Personne n'est sûr non plus du témoignage livré dans le Supplementum Chronicarum de l'Italien Filippo Foresti (1493), selon lequel des ambassadeurs du prêtre Jean passèrent par Gênes en 1306, lors d'une mission se rendant dans le règne d'Aragon. Le royaume du Prêtre Jean fut tantôt situé en Afrique et tantôt en Asie. Au début du XIVe siècle les missionnaires et les voyageurs mentionnaient l'existence d'un souverain africain extrêmement riche et puissant, qu'ils dénommèrent le prêtre Jean : c'est peut-être la création même de ce mythe et sa diffusion qui contribuèrent, au fur et à mesure, à son déplacement géographique. Le prêtre Jean sortit de l'histoire aussi mystérieusement qu'il y était entré, en ne laissant que de faibles traces et une lettre que personne ne pense aujourd'hui être authentique. Au Zimbabwe, on ne peut admirer que les vestiges d'une grande cité bien organisée que certains croient être le siège de son royaume. Un royaume sans nom, bâti avec maîtrise et riche d'énigmes restées sans réponse.

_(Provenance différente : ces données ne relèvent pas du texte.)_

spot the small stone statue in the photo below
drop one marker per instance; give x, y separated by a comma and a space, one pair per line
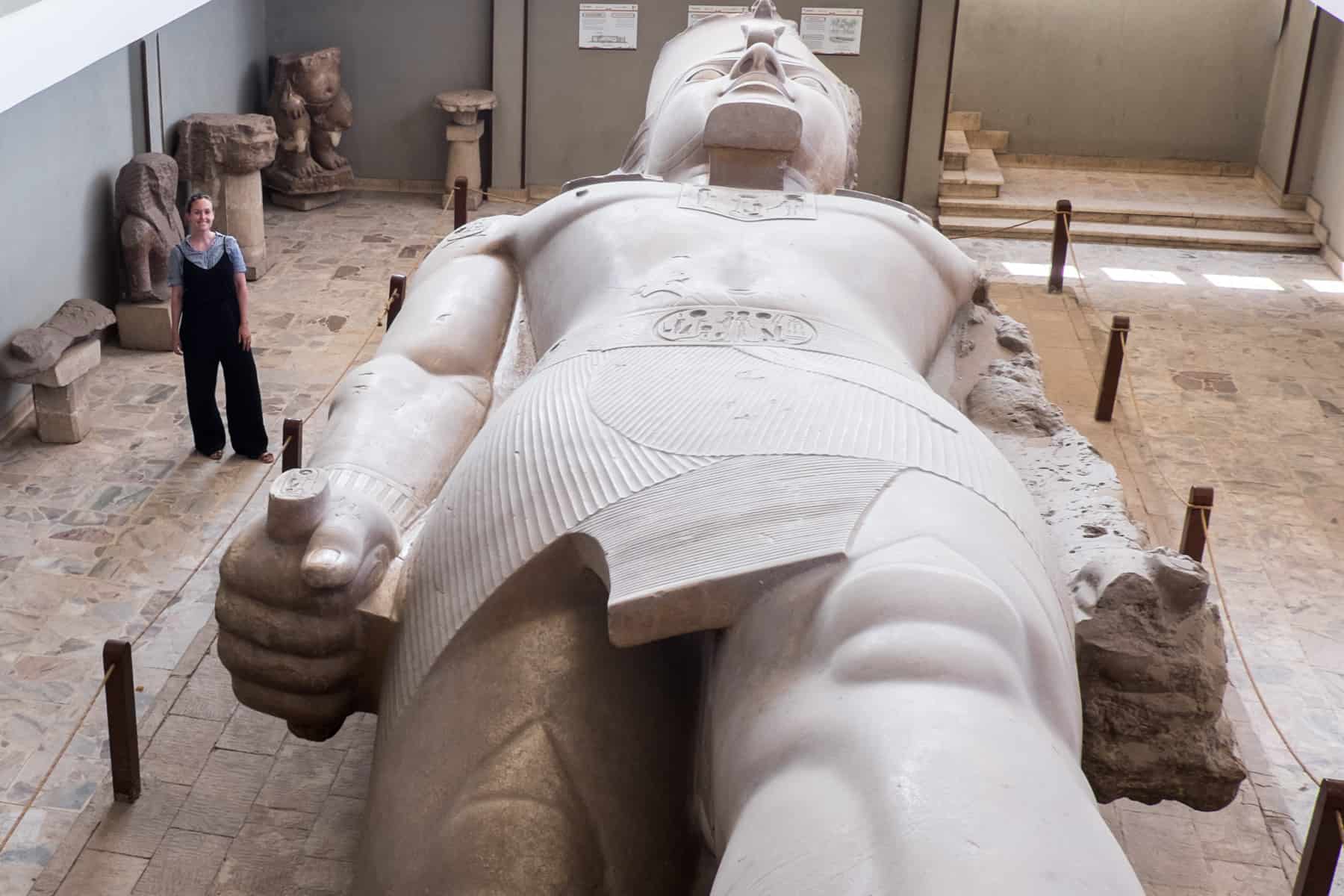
147, 223
311, 113
222, 155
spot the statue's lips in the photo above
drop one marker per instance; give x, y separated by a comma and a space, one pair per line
756, 116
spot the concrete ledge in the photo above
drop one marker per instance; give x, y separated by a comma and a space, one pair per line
1210, 168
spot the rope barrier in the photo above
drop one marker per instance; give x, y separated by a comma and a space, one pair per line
1203, 521
1001, 230
107, 676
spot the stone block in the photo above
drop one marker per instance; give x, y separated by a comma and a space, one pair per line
144, 326
62, 429
304, 202
136, 829
60, 399
181, 748
184, 865
302, 778
223, 793
470, 134
99, 874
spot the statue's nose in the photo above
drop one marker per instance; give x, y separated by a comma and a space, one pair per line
759, 60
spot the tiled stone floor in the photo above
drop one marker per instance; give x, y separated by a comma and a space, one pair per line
101, 536
1121, 191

Le prêtre Jean et Marco Polo
Dans le Livre des Merveilles, Marco Polo raconte que Gengis Khan demanda au prêtre Jean la main de sa fille, mais que celui-ci la lui refusa. Ce refus fut l'étincelle qui déclencha une guerre. Avant de rencontrer l'ennemi, Gengis Khan “fait venir devant lui des astrologues qui étaient chrétiens et sarrasins et leur ordonne qu'ils sussent dire qui allait gagner la bataille (…) Les chrétiens eurent immédiatement devant eux un grand roseau vert, le tranchant par moitié dans la longueur et puis en mirent une partie du côté de Cinghis et l'autre du côté de prêtre Jean, pas bien loin l'une de l'autre à terre (…) Sur une partie du roseau ils écrivirent le nom de Cinghis Can et sur l'autre le nom du prêtre Jean, et dirent à Cinghis Can : “(...) ces deux roseaux vont venir l'un sur l'autre ; et celui dont le roseau viendra sur l'autre assurément gagnera la bataille. Cinghis Can dit qu'il voudrait bien voir cela et dit aux astrologues chrétiens qu'ils le lui montrent aussitôt que pourront. Les astrologues chrétiens prirent leur psautier, lurent certains psaumes, puis firent leurs enchantements, et alors les parties du roseau s'agitèrent, il sembla que l'une se hissait sur l'autre, et enfin, sans que nul la touchât, celle où était le nom de Cinghis Can monta sur celle de prêtre Jean (…) Et quand Cinghis Can et ses gens virent cela, ils en eurent grande joie (…) puisque se voyaient sûrs de la future victoire. Et comme ils trouvent les chrétiens dans le vrai, toujours par la suite il leur fit grand honneur”. Les pronostics se révélèrent exacts et les deux hommes s'affrontèrent dans une grande bataille. Marco Polo raconte à ce sujet que “Cinghis Can gagna la bataille et Uncan, le prêtre Jean, fut occis en cette bataille et de ce jour en avant perdit sa terre”.